Cities, Artists, Culture
A bi-lingual adaptation of Lorca’s Blood Wedding as a model of social resilience
In May 2018 I travelled to Spain with a company of 8 undergraduate student actors to meet 8 acting students from the Escuela TAI, Madrid with whom they had been sharing an intensive, virtual rehearsal process since January. Our shared project was the development of a new adaptation of Lorca’s Blood Wedding for ensemble performance in Spanish and English, in Madrid and subsequently in London. This Erasmus-funded project aims to promote language learning through high-level engagement with the dramaturgical processes involved in working with text in translation simultaneously developing young artists’ performance skills and professional networks.
However, over the years of developing this project I have increasingly come to understand that whilst there are numerous educational and artistic outcomes for project participants, the primary one may, in fact, be the opportunity for students to engage experientially with European culture and society in a way that creates lifelong impact and fundamentally transforms young actors’ ability to forge a fully invested identity transcending national borders and empowering identities as European citizens and artists.
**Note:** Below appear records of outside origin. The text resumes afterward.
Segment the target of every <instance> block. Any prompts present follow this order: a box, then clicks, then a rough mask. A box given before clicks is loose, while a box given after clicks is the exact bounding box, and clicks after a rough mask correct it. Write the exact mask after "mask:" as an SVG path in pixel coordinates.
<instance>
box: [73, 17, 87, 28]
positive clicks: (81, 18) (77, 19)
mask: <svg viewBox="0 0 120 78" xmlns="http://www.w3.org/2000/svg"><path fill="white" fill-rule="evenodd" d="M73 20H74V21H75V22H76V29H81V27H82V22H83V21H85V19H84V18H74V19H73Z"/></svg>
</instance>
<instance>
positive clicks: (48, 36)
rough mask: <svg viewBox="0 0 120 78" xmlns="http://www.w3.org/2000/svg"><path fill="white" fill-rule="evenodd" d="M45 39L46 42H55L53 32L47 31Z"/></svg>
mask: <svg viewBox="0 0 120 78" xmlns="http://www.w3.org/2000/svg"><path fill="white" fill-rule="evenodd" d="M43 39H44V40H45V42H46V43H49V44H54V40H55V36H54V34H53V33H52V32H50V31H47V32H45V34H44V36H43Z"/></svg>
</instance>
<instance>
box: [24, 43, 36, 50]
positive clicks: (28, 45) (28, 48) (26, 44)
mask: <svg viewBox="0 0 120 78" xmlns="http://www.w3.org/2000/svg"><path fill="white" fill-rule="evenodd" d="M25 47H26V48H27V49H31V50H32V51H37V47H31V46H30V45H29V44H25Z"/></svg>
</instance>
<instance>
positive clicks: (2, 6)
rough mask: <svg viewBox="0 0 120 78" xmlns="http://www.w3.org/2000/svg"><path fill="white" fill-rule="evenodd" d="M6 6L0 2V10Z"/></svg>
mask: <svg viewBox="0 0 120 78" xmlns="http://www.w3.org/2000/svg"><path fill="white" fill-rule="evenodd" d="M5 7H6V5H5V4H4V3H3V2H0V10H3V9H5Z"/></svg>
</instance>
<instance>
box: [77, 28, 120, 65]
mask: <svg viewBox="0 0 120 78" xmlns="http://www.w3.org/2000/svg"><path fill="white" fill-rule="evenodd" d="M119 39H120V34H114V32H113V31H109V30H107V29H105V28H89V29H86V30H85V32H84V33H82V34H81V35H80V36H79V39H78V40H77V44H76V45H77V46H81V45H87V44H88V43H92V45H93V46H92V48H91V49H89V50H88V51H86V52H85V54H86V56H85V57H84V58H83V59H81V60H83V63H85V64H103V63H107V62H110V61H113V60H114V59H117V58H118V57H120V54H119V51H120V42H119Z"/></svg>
The challenges for all artists in times seemingly dominated by Brexit, the rise of populism and increasing conservatism are immense and particularly so for those at the very start of their careers as borders appear to close and opportunities narrow.
In this paper, therefore, I propose to explore not only the project’s dramaturgical approach but also its socio-linguistic impact and the implications post-Brexit for collaborative arts practice of this kind. I will consider the ways in which European funding streams promote opportunity for young artists by creating lifelong learning opportunities, as well as broader access to employment outside the UK, and will consider the possibility of creative partnerships a post-Erasmus world.